Du montage à l’illustration
Dans cette narration rythmée par les photographies et les témoignages du passé, aussi bien que par les dessins et les performances de l’artiste, on décèle une question de fond sur le lien du dessin au cinéma, une interrogation touchant ce à quoi le trait et la caméra parviennent.
Or, c’est précisément par rapport à cet enjeu que le choix d’une mise en scène modeste, nourrie du contact avec celui qu’elle tente de capter, révèle ses limites. La fidélité de Laetitia Caron vis-à-vis d’Edmond a le mérite de capter une foule d’images de grande valeur : au rythme des différents portraits et des errances du pinceau noir sur d’innombrables pages blanches, le spectateur saisit quelque chose de Baudoin, de son trait et de ses gestes.
On regrette néanmoins le manque d’audace du regard proposé, et une adhérence qui finit souvent par offrir un montage entre vie et bande dessinée relevant de l’illustration (du dessin du village au village même, de la montagne à son image etc.) loin des assemblages fragmentés et des croquis foisonnants de l’artiste. Comme si la mise en scène avait éprouvé de la réticence à suivre les suggestions de ce qui constitue – heureusement – le matériau premier du film.
Autoportrait inattendu
Cette limite du regard est aussi affaire d’intensité. Baudoin travaille au pinceau: partant d’un arabesque, ou d’une ligne tremblante, il en décuple soudain l’épaisseur par des aplats inattendus, jouant sur les strates, les segments gris, les lignes en surface. Trop sage, et trop proche de son sujet, comme en témoigne une voix off insipide, la réalisation s’en tient à la forme et laisse s’échapper cette épaisseur-là.
Il faut toutefois reconnaître que l’intensité manquante émerge brusquement, par saccades : quand Baudoin évoque les traits fragiles d’une petite fille dont il fait le portrait, quand il crie, quand il joue, devant une classe ébahie, à faire le bruitage de ses dessins, quand il suit avec un pinceau géant dégouttant d’eau la danse de sa compagne sur le bitume.

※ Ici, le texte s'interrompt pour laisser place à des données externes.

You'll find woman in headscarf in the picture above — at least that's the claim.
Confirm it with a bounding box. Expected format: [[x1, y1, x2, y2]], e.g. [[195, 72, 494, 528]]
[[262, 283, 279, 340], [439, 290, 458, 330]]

Si l’on se laisse, finalement, guider par le film, le mérite en revient en bonne partie à cet artiste fragile et tenace, capable d’imprégner l’écran de sa présence. À cet égard, l’ouverture du documentaire en dit long. On voit Baudoin peindre, de dos : celui-ci se retourne par moments vers la caméra, laissant deviner qu’il peint le portrait de la réalisatrice. Mais derrière cet échange de regards s’en cache un autre, de l’artiste à son reflet : comme si Edmond était avant tout un nouvel autoportrait de Baudoin…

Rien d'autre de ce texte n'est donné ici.